O’Shea spoke on behalf of Aon, services and management consulting firm, at the Bord Bia Dairy Markets Seminar yesterday (Tuesday, April 16).

She said that business owners in the dairy industry “must not look at risks in isolation, but realise that they are interconnected”.

Risk management plan

According to Aon’s 2023 Cyber Resilience Report, 62% of those surveyed said they could deal with one of the top 10 risks, however 30% experienced a financial loss from one of the risks occurring.

O’Shea said that unless risks are planned and quantified then it can be difficult to mitigate potential impacts.

Only 13% of the survey respondents said that they quantify risks.

To do this, scenarios should be selected that require quantifying or calculating how much a risk is worth, and then possible events are developed.

Correct insurance policy

O’Shea said that in order to get the correct insurance policy “it is all about making your business attractive to insurance companies”.

She said that dairy businesses generally retain a level of risk, and transfer the rest into an insurance company.

In order to calculate the ideal amount to retain and transfer, O’Shea recommended using an actuarial model for calculating the financial risk decision.

The calculation looks at risk appetite and what the appropriate level of retention is.

Respond and recover

In order to respond and recover from an incident, O’Shea advised business owners to have a strong claims advocacy involved in risk management plans, and to review the indemnity period.

This is the period that an insurance company is legally bound to accept the claims.

If this is broken, owners may be liable for both the direct and consequential losses of the claim.

Climate

For the first year ever, climate change appeared in Aon’s 2023 Cyber Resilience Report.

The risks include losses from natural disasters, where the impact is immediate, causing business interruption, material scarcity, supply chain issues, and reputation damage.

O’Shea said there is now more pressure on stakeholders to accelerate climate adaptations.
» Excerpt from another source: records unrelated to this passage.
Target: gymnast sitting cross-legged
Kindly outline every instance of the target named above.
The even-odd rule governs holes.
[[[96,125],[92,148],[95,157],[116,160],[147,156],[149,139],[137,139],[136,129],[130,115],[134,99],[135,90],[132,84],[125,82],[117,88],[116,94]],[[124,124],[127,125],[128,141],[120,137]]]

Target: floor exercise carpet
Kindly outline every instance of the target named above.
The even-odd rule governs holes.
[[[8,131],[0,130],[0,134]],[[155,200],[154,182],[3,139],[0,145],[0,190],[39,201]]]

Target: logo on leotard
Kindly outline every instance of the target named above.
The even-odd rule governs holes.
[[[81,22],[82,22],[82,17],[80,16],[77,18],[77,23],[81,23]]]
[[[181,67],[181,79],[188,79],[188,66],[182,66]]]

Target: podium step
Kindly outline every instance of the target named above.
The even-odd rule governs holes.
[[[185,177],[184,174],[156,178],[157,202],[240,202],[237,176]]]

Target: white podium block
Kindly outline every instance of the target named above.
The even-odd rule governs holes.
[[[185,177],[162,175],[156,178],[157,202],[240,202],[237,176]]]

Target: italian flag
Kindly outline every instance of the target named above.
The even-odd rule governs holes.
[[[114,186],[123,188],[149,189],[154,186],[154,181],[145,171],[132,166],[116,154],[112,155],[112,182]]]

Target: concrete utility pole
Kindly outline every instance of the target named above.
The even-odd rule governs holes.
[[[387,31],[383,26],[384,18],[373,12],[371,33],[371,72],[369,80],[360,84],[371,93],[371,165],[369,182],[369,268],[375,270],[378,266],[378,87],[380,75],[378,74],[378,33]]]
She recommended firstly mitigating physical risks and then engaging in sustainable growth processes.

Cybersecurity

The food and dairy industry has been “a target” for cybercriminals in the last two to three years, according to O’Shea.

She said that there is less investment into cybersecurity used when compared to other industries that have been subject to the risk for longer.

O’Shea added that there is a lot of operating technology used within businesses, increasing the opportunity of hackers getting into systems.

She said business owners should identify vulnerabilities early on to avoid future risks.